Checking Over My Shoulder

Saturday, May 21, 2005

14 May 2005 Sermon

The sermon last week was about Psalms 79. I struggled with it as I do with all of Asaph's psalms. He seems overly concerned with God's power to destroy and His great holiness that does not countenance our smallness and evil. Pastor Mike told us that God is both merciful and just. He is merciful to those who love and accept Him, and just (or wrathful) to those who reject Him.

Seems tyrannical to me...

Too often we teach that God will only take so much of our sin before we suffer at His hand. It is an obvious truth to me that sin carries consequences far greater than we are willing to admit. A person who sins jeopardizes or even destroys life. That is why sin is so sinful—it is truly harmful and dangerous to the sinner and to those around the sinner. Any who indulge in sin's "forbidden actions" will suffer, not God's wrath, but the very real reactions caused by those actions. God IS portrayed as wrathful in the Bible, but Romans 1 goes to great lengths to explain that God’s wrath is letting people go. It is letting people reap what they have sown. No punishment has to be imposed for us to be destroyed by our sin.
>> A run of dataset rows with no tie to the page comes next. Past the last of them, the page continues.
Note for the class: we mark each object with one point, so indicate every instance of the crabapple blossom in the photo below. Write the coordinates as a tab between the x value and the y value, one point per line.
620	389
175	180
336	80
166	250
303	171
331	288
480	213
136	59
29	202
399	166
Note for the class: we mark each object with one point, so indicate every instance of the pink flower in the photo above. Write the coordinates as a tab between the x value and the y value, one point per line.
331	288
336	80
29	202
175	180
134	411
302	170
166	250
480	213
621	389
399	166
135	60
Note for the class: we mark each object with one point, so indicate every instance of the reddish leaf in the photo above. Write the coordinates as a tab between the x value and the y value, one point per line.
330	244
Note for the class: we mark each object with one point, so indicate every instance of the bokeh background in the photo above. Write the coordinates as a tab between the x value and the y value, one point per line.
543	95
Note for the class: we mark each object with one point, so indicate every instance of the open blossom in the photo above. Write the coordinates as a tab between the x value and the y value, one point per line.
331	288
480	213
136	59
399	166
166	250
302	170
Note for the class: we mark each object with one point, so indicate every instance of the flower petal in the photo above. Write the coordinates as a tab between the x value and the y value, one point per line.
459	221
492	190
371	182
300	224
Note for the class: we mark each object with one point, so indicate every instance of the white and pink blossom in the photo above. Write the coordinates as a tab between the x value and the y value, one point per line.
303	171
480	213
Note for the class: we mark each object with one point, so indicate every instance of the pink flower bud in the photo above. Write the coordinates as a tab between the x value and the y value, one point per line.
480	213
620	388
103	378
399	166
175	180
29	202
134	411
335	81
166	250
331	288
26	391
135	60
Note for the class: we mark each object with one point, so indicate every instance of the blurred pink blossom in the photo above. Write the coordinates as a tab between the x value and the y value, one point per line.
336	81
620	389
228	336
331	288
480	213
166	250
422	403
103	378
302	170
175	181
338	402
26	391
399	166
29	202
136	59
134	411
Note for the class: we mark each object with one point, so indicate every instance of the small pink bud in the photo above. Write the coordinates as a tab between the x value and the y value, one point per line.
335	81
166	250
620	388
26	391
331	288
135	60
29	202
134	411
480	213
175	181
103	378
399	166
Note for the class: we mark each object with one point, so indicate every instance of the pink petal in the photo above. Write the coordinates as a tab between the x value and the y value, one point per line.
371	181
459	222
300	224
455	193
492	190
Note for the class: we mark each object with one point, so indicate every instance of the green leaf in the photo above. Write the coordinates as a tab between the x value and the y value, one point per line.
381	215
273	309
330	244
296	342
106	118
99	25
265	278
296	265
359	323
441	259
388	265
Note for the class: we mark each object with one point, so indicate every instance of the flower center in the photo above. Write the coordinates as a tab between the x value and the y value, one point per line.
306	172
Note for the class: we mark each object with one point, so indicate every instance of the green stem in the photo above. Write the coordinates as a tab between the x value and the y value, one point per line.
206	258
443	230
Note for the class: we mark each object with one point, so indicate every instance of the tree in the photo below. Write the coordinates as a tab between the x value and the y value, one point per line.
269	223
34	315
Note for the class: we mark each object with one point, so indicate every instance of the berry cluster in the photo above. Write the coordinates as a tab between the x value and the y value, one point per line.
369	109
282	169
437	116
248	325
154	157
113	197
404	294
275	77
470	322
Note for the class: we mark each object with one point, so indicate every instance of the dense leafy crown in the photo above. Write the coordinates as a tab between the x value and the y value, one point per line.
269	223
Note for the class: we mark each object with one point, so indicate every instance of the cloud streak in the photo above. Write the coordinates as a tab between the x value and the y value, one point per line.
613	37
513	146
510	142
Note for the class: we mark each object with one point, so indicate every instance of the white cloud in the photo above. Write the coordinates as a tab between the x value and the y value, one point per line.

If we "Christians" were to spend our time showing how awful sin is and how wonderful God is to try to keep us from it, He would look a whole lot more loveable. He prohibits sin for the love of us, to keep us safe. He portrays Himself as wrathful not because sin is offensive to Him, but to help us stay away from what is so unsafe and risky to us.

Last week in church we were admonished to stay pure. And we were told to love God for His mercy when we accomplish it (purity). But not a word was spoken about the true face of sin and its train of woe. We cannot but hate something that wants us destroyed. If we’re taught how injurious sin is we’ll learn to hate it in our lives. But if we believe God eventually kills us for our sin, how can we love Him? If we know our destruction is caused by our own wrongdoing and the tempter who tries to draw us into sinning, how can we fail to despise both sin and the tempter?

In the final end of this struggle, this Great Controversy between God and His adversary who accuses Him of character flaws and poor government, Christians too often picture the choice for humans as love for God or eternal destruction imposed directly by the One who created us in the first place. We don't stop to think that He does not need to destroy us. If we insist on living outside the parameters He teaches and requests us to abide by, we completely destroy ourselves, and many around us.

Let us who propose to teach about God leave Him free to love. He is not our Destroyer—we do a fine job of spoiling and ruining ourselves. Let the destruction come from its true source--sin. That is really why something's called sin; it is injurious to some part of God's creation (usually us). There is no way to sin without receiving its results. Ultimately, death! God doesn't have to do a thing to us.

When we learn to teach that God is always our Protector and never our destroyer, we’ll have a message that draws men to Him. Then we can say He loves us, and it will make sense. To believe a God of love can finally destroy in everlasting hell the very person He has done so much to try to save strains credulity. I don’t think I could ever love a God like that. To believe that God would be willing to portray Himself as wrathful and judgmental if it shelters us from taking devastating action until we grow up reveals a love that is irresistible!